Elevation of the façade of the palace of the Dukes of Medinaceli in the town of the same name in Soria. Juan Gómez de Mora, 1623
The work on the palace was part of a joint intervention plan that included the Plaza Mayor of the ducal villa and its surroundings and the remodelling of the collegiate church.
Antonio Ponz, in his Viaje de España, when he arrives at Medinaceli, says: "It is the estate of the Duke of Medinaceli, whose palace is of better architecture than the one H.E. has in the Court, although it is small. The door and windows are of good shape and proportion. It is a building worthy of conservation and restoration in several parts [...] The chapel is spacious with a painting by El Greco on the altarpiece, of a strange composition in which he represents the Prayer of Christ in the Garden..."

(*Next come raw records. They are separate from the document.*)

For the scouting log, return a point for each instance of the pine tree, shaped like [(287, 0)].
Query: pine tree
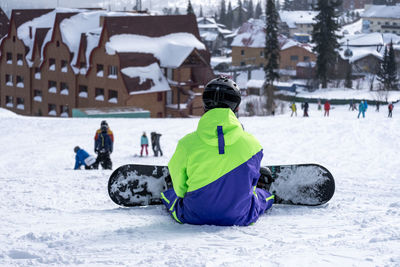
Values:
[(250, 10), (240, 18), (189, 9), (271, 52), (287, 5), (258, 11), (229, 16), (392, 68), (387, 71), (222, 13), (325, 38)]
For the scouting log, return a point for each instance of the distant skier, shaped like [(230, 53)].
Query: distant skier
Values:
[(390, 109), (327, 107), (361, 109), (103, 146), (294, 109), (83, 158), (155, 143), (305, 108), (109, 132), (215, 169), (144, 143)]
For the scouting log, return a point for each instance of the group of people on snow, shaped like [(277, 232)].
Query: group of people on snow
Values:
[(103, 147), (362, 108)]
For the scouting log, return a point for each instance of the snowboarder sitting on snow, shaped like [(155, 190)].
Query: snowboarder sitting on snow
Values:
[(215, 169), (103, 146), (83, 158), (155, 143)]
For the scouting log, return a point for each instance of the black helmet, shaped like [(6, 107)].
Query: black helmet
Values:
[(221, 92)]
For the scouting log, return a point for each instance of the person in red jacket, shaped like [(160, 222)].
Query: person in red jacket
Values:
[(327, 107)]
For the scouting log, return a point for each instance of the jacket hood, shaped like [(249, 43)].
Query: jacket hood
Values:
[(207, 127)]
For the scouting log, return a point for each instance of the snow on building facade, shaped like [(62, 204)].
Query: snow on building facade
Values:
[(99, 59), (213, 35), (248, 48), (296, 22), (382, 19)]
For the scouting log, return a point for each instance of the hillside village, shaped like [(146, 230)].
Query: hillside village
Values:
[(93, 62)]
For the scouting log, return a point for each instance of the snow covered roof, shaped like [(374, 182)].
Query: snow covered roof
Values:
[(250, 34), (382, 11), (171, 49), (151, 74), (292, 18), (368, 39)]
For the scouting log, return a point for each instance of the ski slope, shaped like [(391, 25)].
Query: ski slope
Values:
[(53, 215)]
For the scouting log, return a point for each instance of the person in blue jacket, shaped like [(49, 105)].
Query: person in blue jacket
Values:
[(103, 146), (215, 170), (83, 158)]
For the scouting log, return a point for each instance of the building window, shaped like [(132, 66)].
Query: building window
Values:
[(9, 101), (99, 94), (52, 86), (83, 91), (170, 74), (38, 75), (37, 95), (20, 82), (64, 110), (9, 80), (64, 90), (100, 70), (64, 67), (20, 103), (52, 110), (20, 61), (112, 72), (52, 64), (113, 96), (9, 58), (159, 96)]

The deterioration, of which Antonio Ponz had already warned, continued throughout the 19th century, although at the beginning of the 20th century, a photograph in the Espasa encyclopaedia shows that the façade was fully preserved. During the Civil War it suffered a great deal of damage and presumably lost its two towers, a deterioration that continued afterwards, when the Foundation received it in 1978, it was in a rather dilapidated state.. By agreement with the Junta de Castilla y León in 1995, the ground floor was ceded to the town council of Medinaceli. and the most urgent rehabilitation and consolidation work on the palace was discussed with joint funding from both institutions. In 2008 the municipality of Medinaceli signed an agreement with the DeArte Foundation.Since then, the institution has maintained a permanent exhibition on the ground floor and tries to revitalise local life through various cultural activities, for which it promoted the covering of the courtyard with a superb glass dome.